Does $g(v_n) \longrightarrow g(0)$ for all $v_n \text{s.t.} ||v_{n+1}|| \leq ||v_n||$ imply $g$ continuos at $0$?

Question

The question is pretty much summed up in the title:

Let $V,W$ be normed vector spaces and $$ g: V \to W$$.

Suppose g fulfills $$g(v_n) \longrightarrow g(0) $$ for all sequences $v_n$ such that $$v_n \longrightarrow 0$$ and $$||v_{n+1}|| \leq ||v_n||.$$

Does this imply continuity of $g$ at $0$?

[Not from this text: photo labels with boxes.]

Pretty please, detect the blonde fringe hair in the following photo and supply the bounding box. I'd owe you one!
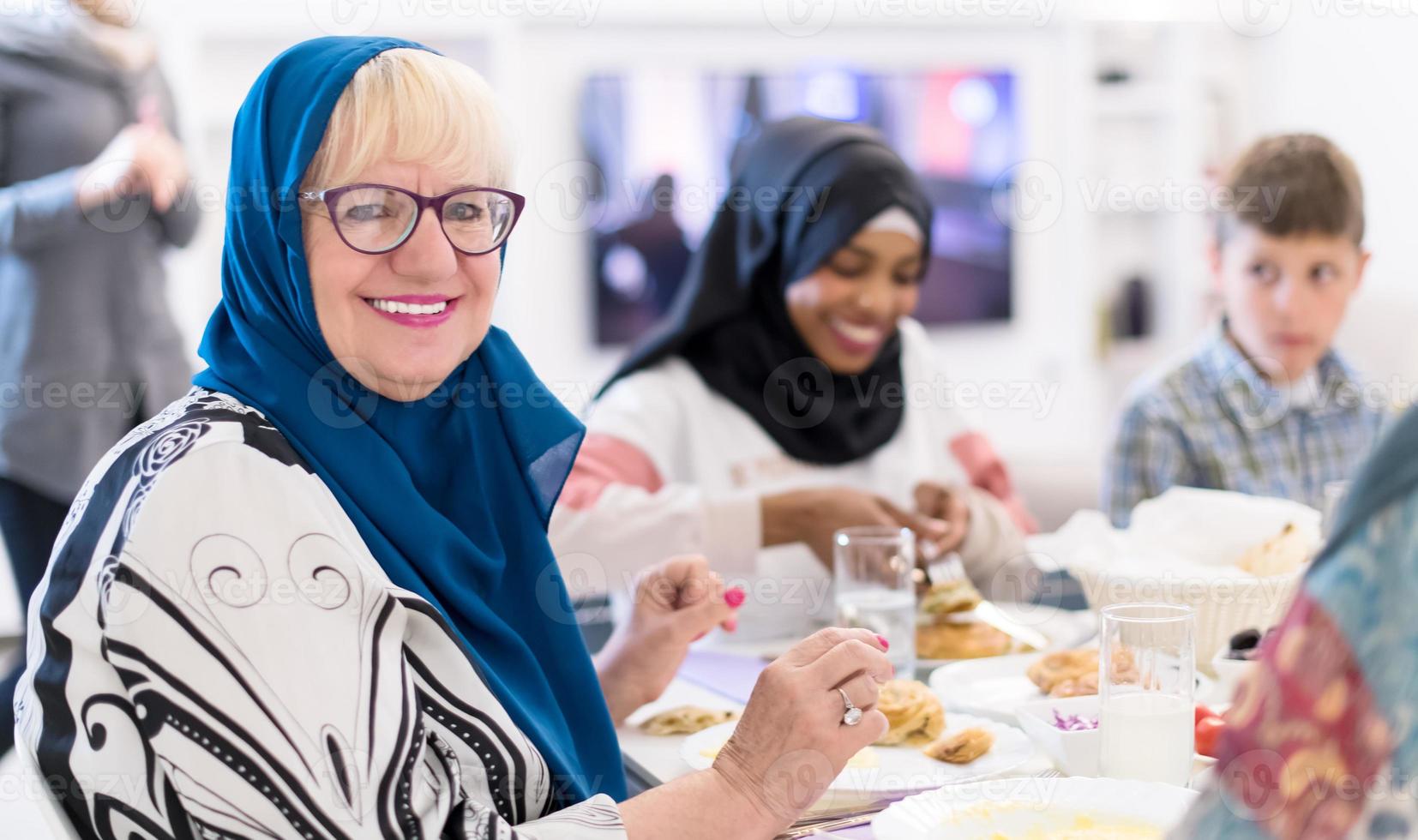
[302,48,512,189]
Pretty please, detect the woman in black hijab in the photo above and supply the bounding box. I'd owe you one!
[551,117,1028,633]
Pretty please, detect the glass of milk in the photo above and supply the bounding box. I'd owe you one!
[832,525,916,680]
[1097,603,1197,786]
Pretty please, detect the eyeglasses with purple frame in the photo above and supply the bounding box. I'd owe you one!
[299,184,526,256]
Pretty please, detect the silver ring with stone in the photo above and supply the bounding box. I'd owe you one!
[837,688,862,727]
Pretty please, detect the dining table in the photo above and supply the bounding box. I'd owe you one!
[618,583,1204,840]
[618,639,1054,840]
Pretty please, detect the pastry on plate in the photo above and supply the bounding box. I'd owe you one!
[876,680,946,747]
[916,621,1014,658]
[917,578,982,619]
[922,727,994,764]
[1025,647,1139,697]
[640,705,739,735]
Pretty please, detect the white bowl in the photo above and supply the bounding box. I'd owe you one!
[1015,694,1101,777]
[1211,645,1255,703]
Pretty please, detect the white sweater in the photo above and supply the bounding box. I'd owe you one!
[550,320,1028,638]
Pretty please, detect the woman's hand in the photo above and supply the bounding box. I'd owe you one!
[596,556,744,725]
[915,482,970,561]
[713,627,892,830]
[760,487,950,568]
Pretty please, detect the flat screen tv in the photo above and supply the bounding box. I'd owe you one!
[580,67,1021,345]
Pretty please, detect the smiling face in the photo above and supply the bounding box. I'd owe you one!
[301,48,510,402]
[784,230,923,374]
[1212,225,1368,384]
[303,163,501,401]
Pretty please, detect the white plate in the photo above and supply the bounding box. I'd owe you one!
[872,777,1197,840]
[916,602,1097,670]
[928,653,1215,723]
[679,714,1034,793]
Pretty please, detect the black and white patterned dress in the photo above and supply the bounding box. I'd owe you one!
[15,388,625,840]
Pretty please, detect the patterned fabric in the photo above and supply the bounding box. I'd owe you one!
[1103,324,1385,527]
[15,388,625,840]
[1175,481,1418,840]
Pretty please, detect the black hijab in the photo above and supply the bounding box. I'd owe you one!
[601,117,932,465]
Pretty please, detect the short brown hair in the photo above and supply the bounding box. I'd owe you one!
[1217,135,1364,245]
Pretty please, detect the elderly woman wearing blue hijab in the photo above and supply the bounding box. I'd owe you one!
[15,39,891,840]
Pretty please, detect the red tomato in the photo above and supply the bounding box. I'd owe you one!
[1197,716,1227,758]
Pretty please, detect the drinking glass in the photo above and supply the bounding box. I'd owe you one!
[1097,603,1197,786]
[1320,479,1350,540]
[832,525,916,680]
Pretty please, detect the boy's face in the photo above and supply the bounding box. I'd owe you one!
[1212,225,1368,384]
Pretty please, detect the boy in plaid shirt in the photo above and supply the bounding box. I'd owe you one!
[1103,135,1387,527]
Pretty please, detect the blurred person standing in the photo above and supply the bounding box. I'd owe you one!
[0,0,199,753]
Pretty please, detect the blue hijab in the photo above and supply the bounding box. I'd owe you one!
[195,37,625,805]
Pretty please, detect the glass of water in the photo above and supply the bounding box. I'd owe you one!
[832,525,916,680]
[1097,603,1197,786]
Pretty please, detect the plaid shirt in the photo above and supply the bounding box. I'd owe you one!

Intuititively, this should hold true, but I am looking for a proof (or counterexample). Of course, for any sequence $v'_n \longrightarrow 0$ we can select a subsequence that fulfills the above requirement and will have the limit $g(0)$. But is this enough to ensure the convergence? Do we need additional restrictions on the spaces $V,W$ for this to hold?

Answer 1

Assume that $v_n \rightarrow 0$ and $g(v_n) \nrightarrow g(0)$. Then there exists a subsequence $v_{k_n}$ s.t. $||g(v_{k_n}) - g(0)|| \ge \varepsilon$ for some $\varepsilon > 0$. Let $u_n$ denote the sequence $v_{k_n}$. There exists a subsequence $u_{m_n}$ s.t. $||u_{m_{n+1}}||\le ||u_{m_n}||$. Then $g(u_{m_n}) \rightarrow g(0)$. But it is already known that $||g(u_{m_n}) - g(0)|| \ge \varepsilon$. This contradiction shows that $g(v_n) \rightarrow g(0)$ for all $v_n \rightarrow 0$. Thus, $g$ is continuous at $0$.

Answer 2

Take an arbitrary subsequence $\{g(v_{n_k})\}_k$ and then choose a subsequence $\{v_{n_{k_l}}\}_l$ such that $\| v_{n_{k_{l+1}}} \| \leq \| v_{n_{k_{l}}} \|$. Using the assumptions we can deduce $g(v_{n_{k_l}}) \to g(0)$. Why does this imply $g(v_n) \to g(0)$ already?